The following is from Section 3:
(b) the criminal justice system for young persons must be separate from that of adults, must be based on the principle of diminished moral blameworthiness or culpability and must emphasize the following:
(ii) fair and proportionate accountability that is consistent with the greater dependency of young persons and their reduced level of maturity,
(iv) timely intervention that reinforces the link between the offending behaviour and its consequences, and
(v) the promptness and speed with which persons responsible for enforcing this Act must act, given young persons’ perception of time;
(c) within the limits of fair and proportionate accountability, the measures taken against young persons who commit offences should
(iii) be meaningful for the individual young person given his or her needs and level of development and, where appropriate, involve the parents, the extended family, the community and social or other agencies in the young person’s rehabilitation and reintegration, and
Young people depend on adults for more than just food and shelter. They depend on grown-ups to provide examples and explanations about important life skills, like acting appropriately in different social situations and how to resolve disputes between people. The YCJA also mentions reduced maturity, which anyone with a child or teenager knows about already.
Young people do experience the passage of time in a different way than older people and the YCJA says that a Youth Court Judge should consider that when making decisions about youth.
Ultimately, the Conservative amendments to the YCJA of October 23, 2012 took the youth criminal justice system a step back towards the Young Offenders Act.

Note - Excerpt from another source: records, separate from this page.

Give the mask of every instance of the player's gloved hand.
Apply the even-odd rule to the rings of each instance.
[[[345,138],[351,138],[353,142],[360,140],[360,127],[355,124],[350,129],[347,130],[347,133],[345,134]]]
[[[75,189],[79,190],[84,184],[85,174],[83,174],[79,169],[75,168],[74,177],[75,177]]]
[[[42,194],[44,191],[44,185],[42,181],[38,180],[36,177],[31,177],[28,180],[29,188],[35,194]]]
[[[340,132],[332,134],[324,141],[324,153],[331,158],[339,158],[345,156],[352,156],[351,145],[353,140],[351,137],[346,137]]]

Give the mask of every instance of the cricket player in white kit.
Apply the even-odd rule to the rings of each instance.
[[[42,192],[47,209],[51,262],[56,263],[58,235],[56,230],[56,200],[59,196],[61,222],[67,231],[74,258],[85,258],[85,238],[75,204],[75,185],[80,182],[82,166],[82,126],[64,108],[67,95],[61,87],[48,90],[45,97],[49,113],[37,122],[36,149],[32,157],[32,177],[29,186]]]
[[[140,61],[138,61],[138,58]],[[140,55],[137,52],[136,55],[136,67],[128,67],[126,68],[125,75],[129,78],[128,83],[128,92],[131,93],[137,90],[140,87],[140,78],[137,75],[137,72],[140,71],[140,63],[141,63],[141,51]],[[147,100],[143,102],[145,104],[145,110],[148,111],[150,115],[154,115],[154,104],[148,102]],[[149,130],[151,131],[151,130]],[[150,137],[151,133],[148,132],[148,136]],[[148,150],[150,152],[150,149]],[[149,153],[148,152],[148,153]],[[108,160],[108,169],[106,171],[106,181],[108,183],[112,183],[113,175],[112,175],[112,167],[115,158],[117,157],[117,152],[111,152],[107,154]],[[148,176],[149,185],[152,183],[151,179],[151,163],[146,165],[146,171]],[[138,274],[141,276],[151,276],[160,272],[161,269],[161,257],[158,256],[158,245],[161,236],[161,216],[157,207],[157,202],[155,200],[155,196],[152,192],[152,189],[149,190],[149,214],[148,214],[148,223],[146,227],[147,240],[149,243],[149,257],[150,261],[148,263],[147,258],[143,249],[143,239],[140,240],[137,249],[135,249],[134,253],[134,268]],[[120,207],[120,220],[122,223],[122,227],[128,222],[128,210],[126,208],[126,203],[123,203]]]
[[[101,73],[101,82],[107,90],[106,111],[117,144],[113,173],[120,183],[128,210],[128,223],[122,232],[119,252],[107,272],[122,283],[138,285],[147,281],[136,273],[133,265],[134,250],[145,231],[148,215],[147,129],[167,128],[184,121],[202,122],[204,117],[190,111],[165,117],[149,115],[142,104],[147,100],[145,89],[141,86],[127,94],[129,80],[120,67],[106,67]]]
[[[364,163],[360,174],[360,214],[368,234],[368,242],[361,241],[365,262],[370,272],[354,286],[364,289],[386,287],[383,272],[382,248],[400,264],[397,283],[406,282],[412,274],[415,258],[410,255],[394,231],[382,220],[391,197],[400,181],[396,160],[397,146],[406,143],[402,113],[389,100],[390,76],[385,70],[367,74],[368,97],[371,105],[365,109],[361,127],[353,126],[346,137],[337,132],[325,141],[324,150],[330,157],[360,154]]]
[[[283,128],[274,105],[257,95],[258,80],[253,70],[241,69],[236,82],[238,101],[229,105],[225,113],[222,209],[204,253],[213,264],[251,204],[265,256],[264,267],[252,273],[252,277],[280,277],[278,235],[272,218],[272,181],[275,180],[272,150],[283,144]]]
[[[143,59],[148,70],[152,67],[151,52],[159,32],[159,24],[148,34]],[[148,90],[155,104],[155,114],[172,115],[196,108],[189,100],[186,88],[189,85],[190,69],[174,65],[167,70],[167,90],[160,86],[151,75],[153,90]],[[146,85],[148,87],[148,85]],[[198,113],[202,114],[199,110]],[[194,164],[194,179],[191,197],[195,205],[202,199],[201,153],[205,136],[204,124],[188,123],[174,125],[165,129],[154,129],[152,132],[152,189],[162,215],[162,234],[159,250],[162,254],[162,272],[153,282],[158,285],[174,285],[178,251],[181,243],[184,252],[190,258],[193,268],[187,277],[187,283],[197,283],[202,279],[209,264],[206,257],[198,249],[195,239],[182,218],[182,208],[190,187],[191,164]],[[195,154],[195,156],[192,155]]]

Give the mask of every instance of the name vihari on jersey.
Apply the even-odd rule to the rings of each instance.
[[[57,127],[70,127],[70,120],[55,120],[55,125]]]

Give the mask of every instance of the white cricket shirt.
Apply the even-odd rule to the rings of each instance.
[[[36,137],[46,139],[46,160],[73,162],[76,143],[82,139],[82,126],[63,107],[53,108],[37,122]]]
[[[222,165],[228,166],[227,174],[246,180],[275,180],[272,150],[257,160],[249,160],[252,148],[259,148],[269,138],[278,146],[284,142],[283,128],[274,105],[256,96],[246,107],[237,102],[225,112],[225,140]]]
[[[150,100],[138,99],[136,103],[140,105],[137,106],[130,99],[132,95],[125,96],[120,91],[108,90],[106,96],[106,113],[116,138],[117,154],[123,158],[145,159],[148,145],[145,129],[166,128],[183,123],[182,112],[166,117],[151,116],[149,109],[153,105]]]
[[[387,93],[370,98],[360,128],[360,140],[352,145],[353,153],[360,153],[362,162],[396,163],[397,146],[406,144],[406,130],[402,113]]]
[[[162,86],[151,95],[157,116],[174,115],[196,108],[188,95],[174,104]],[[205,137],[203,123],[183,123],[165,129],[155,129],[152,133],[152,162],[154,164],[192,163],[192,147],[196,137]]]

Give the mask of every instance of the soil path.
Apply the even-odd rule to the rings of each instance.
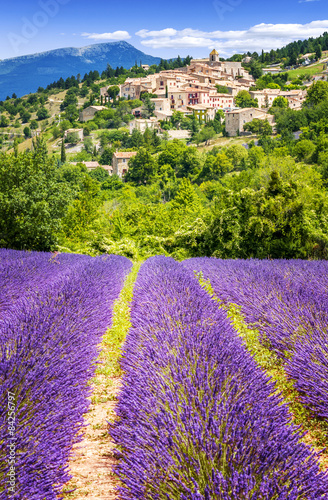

It’s important to remember that custody is the most harsh punishment our justice system allows. If a young person commits murder, they go to jail. If a young person commits a violent gun crime like home invasion with a firearm, they go to jail. If a 13 year old comes home late for her curfew, or misses an appointment with her bail supervisor she goes to the same jail.
It makes more sense that jail is reserved for more serious crimes, and that other measures should used for teenagers who don’t go to their appointments or come home late. It also makes sense that a jail sentence be the end of a long road of repeated unsuccessful attempts to correct the young person’s behaviour, not the starting point for discipline.
Children in Manitoba spend time in custody at the Manitoba Youth Centre and Agassiz Youth Centre for a variety of reasons. Unfortunately, many for crimes like theft, breaching probation or bail conditions, marijuana possession, or mischief breaking windows or other types of vandalism. The Crown asked for 90 days of custody for a single breach of probation for one of my youth clients this year, a situation that arises all too often.
Canadians need to ask themselves what kind of justice system we want for our children. I want a system that is individualized, and specializes in helping kids to become active members of their communities. I want a system that actually tries to determine the underlying causes of a particular young person’s offending and attempts to assist or support in correcting or resolving those issues. I don’t want a system that jails a 13 year old who was late returning home for her curfew, or stops reporting to her probation order.
Difficult family situations, poverty, hunger, drug and alcohol use and prejudice are the issues that seem to affect my youth clients. Funding for youth workers, youth programming, sports and art programming, Child and Family Services family enhancement services and impoverished parents would be more effective in the long term to address underlying issues of youth crime than lengthy jail sentences.